In mid-2001, Lee Rainie, the Director of the Pew Internet & American Life Project, approached officials at Elon University with an idea that the Project and the University might replicate the fascinating work of Ithiel de Sola Pool in his 1983 book Forecasting the Telephone: A Retrospective Technology Assessment. Pool and his students had looked at primary official documents, technology community publications, speeches given by government and business leaders, and marketing literature at the turn of the 20th Century to examine the kind of impacts experts thought the telephone would have on Americans’ social and economic lives. The idea was to apply Pool’s research method to the internet, particularly focused on the period between 1990 and 1995 when the World Wide Web and Web browsers evolved.
Eventually, Janna Quitney Anderson, a professor of journalism and communication at Elon, formed a research class for the spring semester of 2003. The class searched for comments and predictions from 400 experts for the period between 1990-1995 in government documents, technology newsletters, conference proceedings, trade newsletters and the business press. Eventually, more than 1,000 people were logged in the predictions data base and more than 4,000 predictions were amassed. The fruits of that work are available at: http://www.elon.edu/predictions. We hope the database will provide a resource for researchers and students to assess the evolution of the internet. Further, we invite readers of this report to enter their own predictions at that site.
This retrospective research effort inspired the survey that is covered in this report. As more and more commentary was examined from the dawn of the Web, it became apparent that it would be useful to return to many of those experts to see what they currently see on the horizon. In September 2004, the Pew Internet Project sent an email invitation to a list of technology experts and social analysts, asking them to complete a 24-question survey about the future of the internet. We also asked the initial group of experts to forward the invitation to colleagues and friends who might provide interesting perspectives. Some 1,286 people responded to the online survey between September 20 and November 1, 2004. About half are internet pioneers and were online before 1993. Roughly a third of the experts are affiliated with an academic institution and another third work for a company or consulting firm. The rest are divided between non-profit organizations, publications, and the government.
Some internet luminaries were involved with the survey, including Vint Cerf, Esther Dyson, Bob Metcalfe, Dan Gillmor, Simson Garfinkel, Howard Rheingold, and David Weinberger. Other experts who responded to the survey shared only their institutional affiliation, the list of which includes: Harvard, MIT, Yale; Federal Communications Commission, Social Security Administration, U.S. Department of State; IBM, AOL, Microsoft, Intel, Google, Oracle, and Disney, among many others. But some of the best comments came from those who declined to dazzle us with anything besides their ideas. These respondents opted not to identify themselves in any way.
The Pew Internet & American Life Project and Elon University do not advocate policy outcomes related to the internet. The predictions included in the survey were written to inspire reactions, not because we think any of them will necessarily come to fruition. We chose topics that have come up in our research as well as some ideas that have recently been in the news.

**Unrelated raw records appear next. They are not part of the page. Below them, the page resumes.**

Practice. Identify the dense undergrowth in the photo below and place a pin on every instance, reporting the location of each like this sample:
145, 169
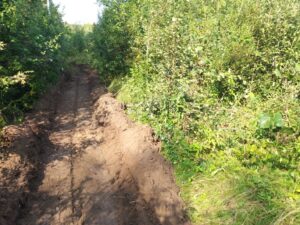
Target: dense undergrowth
36, 47
219, 81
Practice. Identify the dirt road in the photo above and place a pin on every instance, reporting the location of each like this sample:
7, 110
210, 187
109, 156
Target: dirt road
78, 160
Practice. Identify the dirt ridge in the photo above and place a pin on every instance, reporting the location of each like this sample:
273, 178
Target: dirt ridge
80, 160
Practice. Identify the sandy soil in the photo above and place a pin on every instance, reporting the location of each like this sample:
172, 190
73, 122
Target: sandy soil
79, 160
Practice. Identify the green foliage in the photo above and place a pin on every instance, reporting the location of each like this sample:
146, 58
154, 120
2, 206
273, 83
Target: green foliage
31, 54
219, 81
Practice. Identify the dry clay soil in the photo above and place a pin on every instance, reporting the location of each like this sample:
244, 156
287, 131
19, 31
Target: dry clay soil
77, 159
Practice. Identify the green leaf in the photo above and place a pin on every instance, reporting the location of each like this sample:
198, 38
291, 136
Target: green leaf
265, 121
278, 120
277, 73
297, 67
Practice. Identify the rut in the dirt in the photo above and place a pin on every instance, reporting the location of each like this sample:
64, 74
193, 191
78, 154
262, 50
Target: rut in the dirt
95, 166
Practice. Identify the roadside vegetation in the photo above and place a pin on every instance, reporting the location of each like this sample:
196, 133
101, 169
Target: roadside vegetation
36, 47
219, 81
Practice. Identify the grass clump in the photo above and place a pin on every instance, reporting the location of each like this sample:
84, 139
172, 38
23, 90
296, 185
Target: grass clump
219, 82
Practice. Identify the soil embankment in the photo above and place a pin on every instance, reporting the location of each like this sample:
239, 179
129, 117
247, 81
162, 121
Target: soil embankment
79, 160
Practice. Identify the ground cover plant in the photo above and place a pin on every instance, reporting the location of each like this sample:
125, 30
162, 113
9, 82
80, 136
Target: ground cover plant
219, 81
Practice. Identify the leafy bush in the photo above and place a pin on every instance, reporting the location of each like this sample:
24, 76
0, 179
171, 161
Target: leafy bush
31, 54
219, 81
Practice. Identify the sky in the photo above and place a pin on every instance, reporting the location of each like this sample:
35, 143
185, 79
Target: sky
79, 11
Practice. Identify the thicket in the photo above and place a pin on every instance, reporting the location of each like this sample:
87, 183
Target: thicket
32, 40
219, 81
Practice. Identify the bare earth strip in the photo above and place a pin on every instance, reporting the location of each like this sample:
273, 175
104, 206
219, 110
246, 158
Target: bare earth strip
79, 160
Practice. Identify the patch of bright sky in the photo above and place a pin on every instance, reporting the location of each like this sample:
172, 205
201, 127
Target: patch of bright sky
79, 11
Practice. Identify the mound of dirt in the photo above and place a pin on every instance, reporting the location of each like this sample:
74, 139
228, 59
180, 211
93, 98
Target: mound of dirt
80, 160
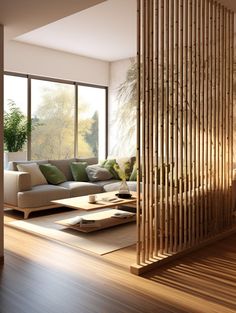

Some of the predictions were constructed in a way that contained several statements and it was often the case that experts would agree with one part of the prediction, but not the other. For instance, one assertion they were asked to analyze was: “By 2014 use of the internet will increase the size of people’s social networks far beyond what has traditionally been the case. This will enhance trust in society.” Many of the experts supported the first idea in the prediction (the size of personal social networks will grow), but challenged the notion that this would increase the overall level of trust that people had about one another.
In addition to trying to pack several ideas into one prediction, we tried to balance the statements so that there were roughly equal numbers of predictions with “good,” “bad,” and “neutral” outcomes. Many of the experts were quick to point out that the deployment of technology always brings both positive and negative results. Thus, they often reminded us in their written answers that the “good” outcome embodied in the prediction would not be the entire result of the technology change.
After each portion of the survey – each prediction or each question – we invited experts to write narrative responses to the item they had just assessed. We also gave them the option of challenging the predictions we offered, in case they did not agree with the thrust of the prediction or wanted to criticize the wording we had used. Not surprisingly, the most interesting product of the survey is the many open-ended predictions and analyses written by the experts in response to our material and we have included many of them in this report. Many others are now entered into the Elon-Pew Internet predictions database available at: http://www.elon.edu/predictions.
Since the experts’ answers evolved in both tone and content as they went through the questionnaire, the findings in this report are presented in the same order as the original survey. The experts were invited to sign their written responses if they wanted to be quoted in the Elon-Pew database and in this report. The quotations in the report are attributed to those who assented to have their words quoted. When a quote is not attributed to someone, it is because that person chose not to sign his or her written answer.